20. The co-formed optical element of claim 19, wherein a cross-section of side surfaces of the optical coupler in a plane orthogonal to the first direction includes one or more arcs of one or more parabolas, hyperbolas or circles.

21. The co-formed optical element of claim 19, wherein a cross-section of an output surface of the lens is flat.

22. The co-formed optical element of claim 19, wherein a cross-section of an output surface of the lens is convex.

23. The co-formed optical element of claim 19, wherein a cross-section of an output surface of the lens is concave.

24. An illumination device comprising:

the co-formed optical element of claim 19;

a substrate elongated along the first direction; and

a plurality of LEDs distributed along and supported by the substrate,

wherein the optical coupler of the co-formed optical element is optically coupled with the plurality of LEDs, and

during operation of the illumination device, the optical coupler reflects light emitted by the plurality of LEDs as reflected light with a divergence smaller than a divergence of the emitted light, at least in a cross-section orthogonal to the first direction, and the lens transmits the reflected light to an ambient environment as output light.
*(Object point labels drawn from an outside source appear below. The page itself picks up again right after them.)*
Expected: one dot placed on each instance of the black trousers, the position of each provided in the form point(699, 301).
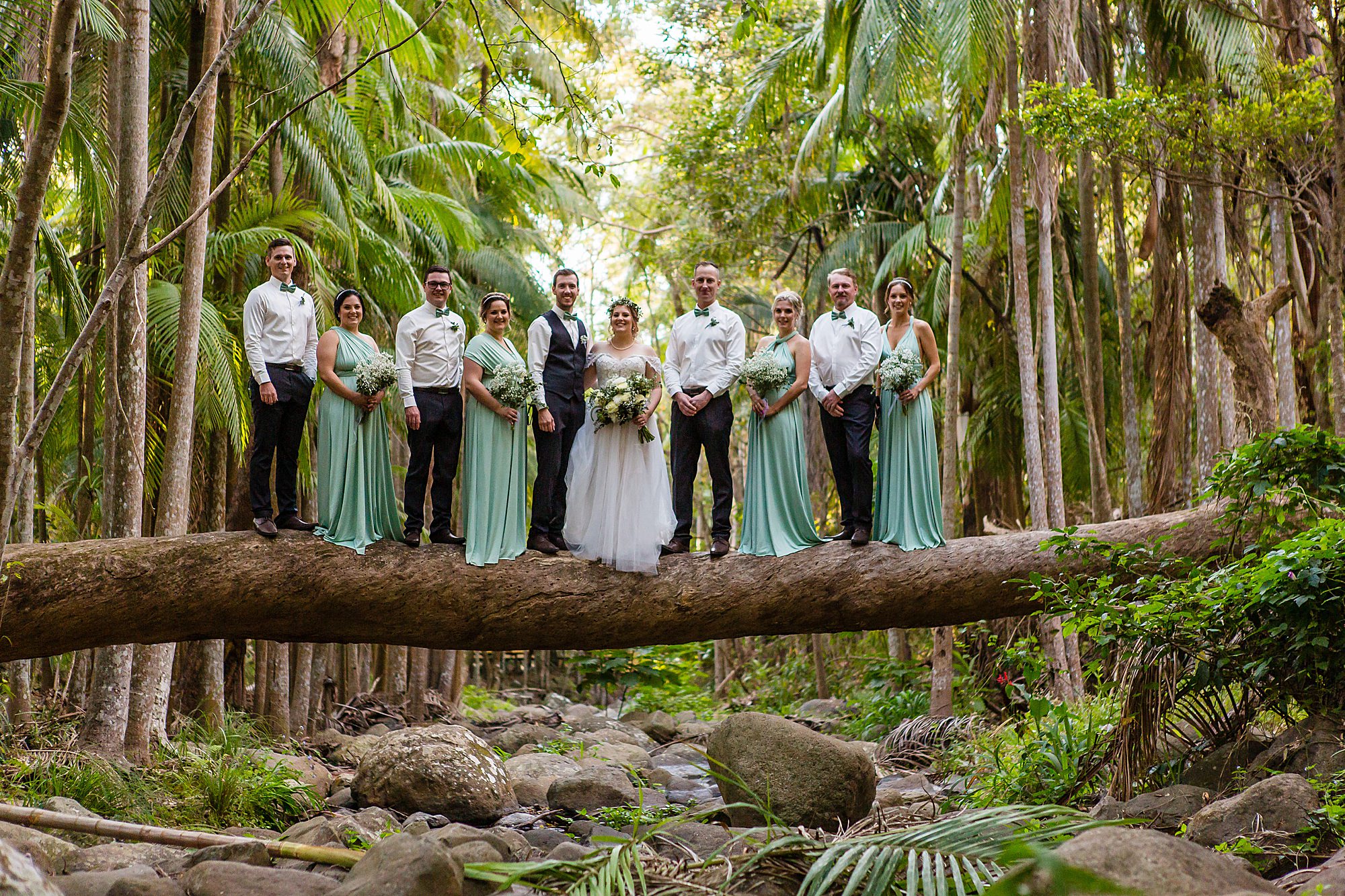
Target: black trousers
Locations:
point(848, 447)
point(709, 430)
point(278, 434)
point(553, 460)
point(436, 443)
25. The illumination device of claim 24, wherein

an opening of the optical coupler forms an opening plane orthogonal to the optical axis of the co-formed optical element, and

a relative arrangement of the substrate to the opening is such that the opening plane coincides with a surface of the substrate that supports the LEDs.
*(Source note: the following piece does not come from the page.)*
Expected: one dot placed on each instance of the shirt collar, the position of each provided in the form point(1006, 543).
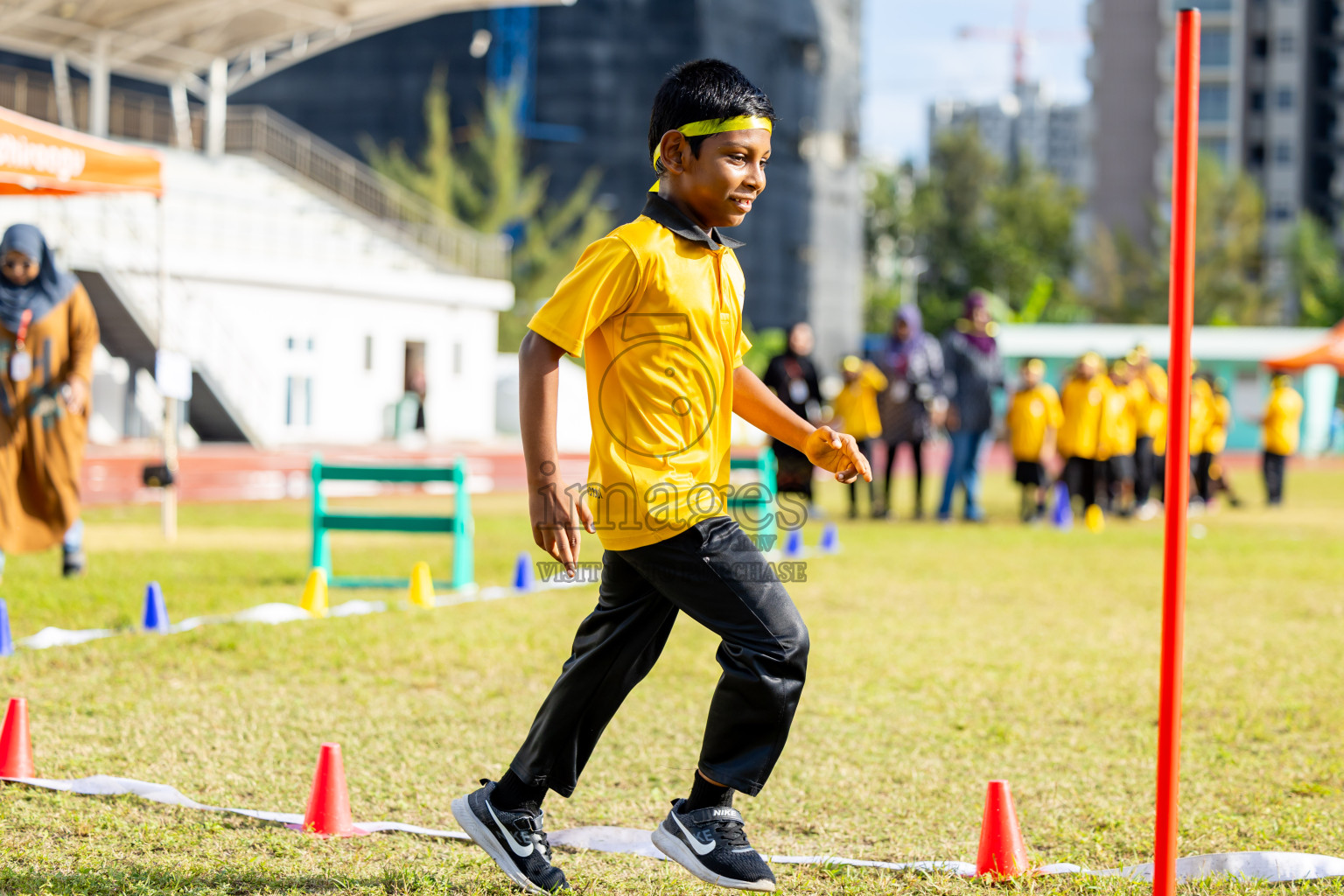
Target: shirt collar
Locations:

26. The illumination device of claim 24, wherein

an opening of the optical coupler forms an opening plane orthogonal to the optical axis of the co-formed optical element, and

a relative arrangement of the substrate to the opening is such that a surface of the substrate that supports the LEDs is displaced from the opening plane towards the lens.

27. The illumination device of claim 24, wherein the LEDs are configured to emit white light.

28. The illumination device of claim 24, wherein the LEDs are packaged LEDs.

29. The illumination device of claim 24, further comprising a power supply configured to provide electrical current to the plurality of LEDs.

30. An illumination system comprising:

the illumination device of claim 24; and

a housing configured and arranged to support the illumination device.

31. The illumination system of claim 30, wherein

the optical element further includes one or more attachment elements that cause the co-formed optical element to attach itself inside the housing, and

the housing comprises a substrate mount configured to support the substrate.

32. The illumination system of claim 31, wherein the co-formed optical element attaches itself to the housing through friction with the housing caused by compression of the attachment elements.

33. The illumination system of claim 31, wherein the one or more attachment elements are integrally co-formed with the optical coupler.

34. The illumination system of claim 31, wherein the one or more attachment elements comprise the same first material as the optical coupler.

35. The illumination system of claim 30, wherein the housing comprises a power supply mount to support the power supply.